AARP Hearing Center
Aug. 11, 1973. That was the night it all started. An 18-year-old Clive Campbell (aka DJ Kool Herc) held a party in the recreation room of the apartment building at 1520 Sedgwick Ave. in the West Bronx. It cost 50 cents for boys to attend; 25 cents for girls. The profits, after the rec room’s rental cost, went to Herc’s younger sister, Cindy, to buy back-to-school clothes.
Herc’s innovative deejaying — isolating the rhythmic, instrumental section (the breakbeat) and using two copies of the same record to fade out of one and into another to extend those breaks — kept people on the dance floor. This single party is cited as the official birth of hip-hop.
The movement Herc spawned has grown into an industry that may be worth at least $20 billion today, according to some estimates. But what became of Herc, now 68?
For his first 12 years of life, Clive Campbell lived in Jamaica, and he wove his DJ skills and philosophy out of several Jamaican traditions. The most important was sound system parties, where DJs would set up in the courtyard shared by several public housing buildings and crank up the music to draw people out of their homes. He was also influenced by dub, a style of reggae that added distorting effects like echo and reverb to stretch songs into unfamiliar shapes, and by toasting, the Jamaican art of talking over an instrumental track.

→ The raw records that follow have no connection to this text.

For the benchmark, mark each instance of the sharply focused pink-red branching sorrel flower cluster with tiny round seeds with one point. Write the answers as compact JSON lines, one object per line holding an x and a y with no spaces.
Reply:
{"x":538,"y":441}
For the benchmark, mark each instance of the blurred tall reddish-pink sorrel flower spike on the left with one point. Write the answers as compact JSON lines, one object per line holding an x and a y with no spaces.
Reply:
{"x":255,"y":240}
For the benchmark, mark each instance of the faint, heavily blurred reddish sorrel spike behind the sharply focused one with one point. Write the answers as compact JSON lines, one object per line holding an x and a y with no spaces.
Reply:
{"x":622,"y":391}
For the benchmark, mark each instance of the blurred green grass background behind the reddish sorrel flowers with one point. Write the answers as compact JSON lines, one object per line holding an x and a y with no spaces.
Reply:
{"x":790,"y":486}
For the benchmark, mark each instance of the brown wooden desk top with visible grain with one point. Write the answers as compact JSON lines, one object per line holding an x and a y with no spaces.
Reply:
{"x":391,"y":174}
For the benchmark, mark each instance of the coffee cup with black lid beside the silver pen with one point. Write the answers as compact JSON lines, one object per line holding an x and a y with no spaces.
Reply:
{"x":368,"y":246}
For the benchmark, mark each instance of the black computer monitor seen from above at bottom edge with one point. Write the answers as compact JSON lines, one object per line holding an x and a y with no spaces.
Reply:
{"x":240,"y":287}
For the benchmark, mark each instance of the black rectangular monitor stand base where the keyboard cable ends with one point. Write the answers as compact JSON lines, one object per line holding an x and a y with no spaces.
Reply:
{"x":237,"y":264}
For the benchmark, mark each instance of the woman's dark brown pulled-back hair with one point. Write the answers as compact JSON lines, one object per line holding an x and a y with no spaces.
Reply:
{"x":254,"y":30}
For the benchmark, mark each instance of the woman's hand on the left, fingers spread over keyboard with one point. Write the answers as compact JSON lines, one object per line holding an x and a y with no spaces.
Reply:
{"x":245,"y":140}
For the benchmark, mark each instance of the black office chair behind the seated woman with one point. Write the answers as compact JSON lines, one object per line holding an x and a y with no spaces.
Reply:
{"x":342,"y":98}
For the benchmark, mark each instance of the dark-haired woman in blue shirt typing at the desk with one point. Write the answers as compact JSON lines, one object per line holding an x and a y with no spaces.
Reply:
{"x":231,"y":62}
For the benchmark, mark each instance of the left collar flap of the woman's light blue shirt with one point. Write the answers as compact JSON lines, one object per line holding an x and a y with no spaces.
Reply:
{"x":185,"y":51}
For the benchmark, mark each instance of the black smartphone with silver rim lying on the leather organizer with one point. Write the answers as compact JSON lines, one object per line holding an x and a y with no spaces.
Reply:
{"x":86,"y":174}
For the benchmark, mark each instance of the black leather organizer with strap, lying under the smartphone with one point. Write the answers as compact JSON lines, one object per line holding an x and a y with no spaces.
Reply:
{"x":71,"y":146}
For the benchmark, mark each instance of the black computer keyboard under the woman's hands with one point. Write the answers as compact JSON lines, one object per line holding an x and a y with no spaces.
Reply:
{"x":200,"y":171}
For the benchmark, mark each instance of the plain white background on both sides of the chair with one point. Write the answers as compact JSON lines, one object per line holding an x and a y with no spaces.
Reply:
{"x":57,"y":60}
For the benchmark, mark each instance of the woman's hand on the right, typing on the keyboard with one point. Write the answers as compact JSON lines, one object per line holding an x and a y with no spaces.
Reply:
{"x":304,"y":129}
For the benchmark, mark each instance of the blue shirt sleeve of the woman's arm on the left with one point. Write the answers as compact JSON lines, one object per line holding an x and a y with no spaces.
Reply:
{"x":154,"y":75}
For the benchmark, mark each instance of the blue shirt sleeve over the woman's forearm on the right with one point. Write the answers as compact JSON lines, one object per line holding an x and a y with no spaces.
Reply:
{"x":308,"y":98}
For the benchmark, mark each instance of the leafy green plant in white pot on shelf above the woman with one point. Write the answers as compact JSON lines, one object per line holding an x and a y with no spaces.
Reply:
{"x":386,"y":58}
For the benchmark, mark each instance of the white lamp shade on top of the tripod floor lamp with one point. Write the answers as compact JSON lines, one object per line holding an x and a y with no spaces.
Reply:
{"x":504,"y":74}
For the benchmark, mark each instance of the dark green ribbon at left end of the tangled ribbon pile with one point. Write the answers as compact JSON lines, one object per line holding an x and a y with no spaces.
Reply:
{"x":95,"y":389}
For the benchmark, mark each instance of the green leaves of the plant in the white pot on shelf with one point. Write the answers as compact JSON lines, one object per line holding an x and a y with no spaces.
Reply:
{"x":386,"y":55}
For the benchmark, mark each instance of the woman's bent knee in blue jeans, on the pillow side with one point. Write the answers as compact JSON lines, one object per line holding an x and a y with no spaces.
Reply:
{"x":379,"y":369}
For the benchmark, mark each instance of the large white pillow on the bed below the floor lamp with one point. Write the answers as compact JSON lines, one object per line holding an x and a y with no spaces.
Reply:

In the Bronx, Herc eventually moved his DJ parties outside, and he became even more popular. He had an athletic build (hence the nickname, short for Hercules), and when Grandmaster Flash, a younger DJ, saw Herc in a Bronx park, he thought he looked like a superhero. “He was God,” DJ Jazzy Jay once said.
As hip-hop grew, and even as famous DJs and rappers kept honoring Herc as the originator, he largely faded into the background. At one of his shows in 1977, he was stabbed while trying to break up a fight. “It made me draw back into a little shell,” he told author Jeff Chang.
Today he rarely does interviews, and through his sister Cindy, he declined AARP’s request to speak with him. According to his website, Herc works as a “historian, consultant, technical advisor.”
When he’s been in the news, it’s often been because of personal difficulties. In 2011, he developed kidney stones but didn’t have the money to pay for surgery. A fundraising drive organized by his sister covered the costs. Five years later, he sued the HBO show Vinyl for using his name, voice and likeness without permission.
In one marker of how far hip-hop has come since 1973, Christie’s auctioned some of Herc’s possessions last year. The prestigious auction house raised $851,130 from the sale, including more than $200,000 just for the turntables, mixer, amp and speakers Herc used in his heyday.
But otherwise, not much is known about the life of this key figure. In 2019, he talked to the New York Times, not so much about music but rather about another passion — flying elaborate kites in a park along the East River. And in a 2022 interview, Herc reflected on the path hip-hop took, from Jamaican roots to a Bronx rec room to a universal art form: “Hip-hop is both an American immigrant story and a global story — it belongs to everybody.”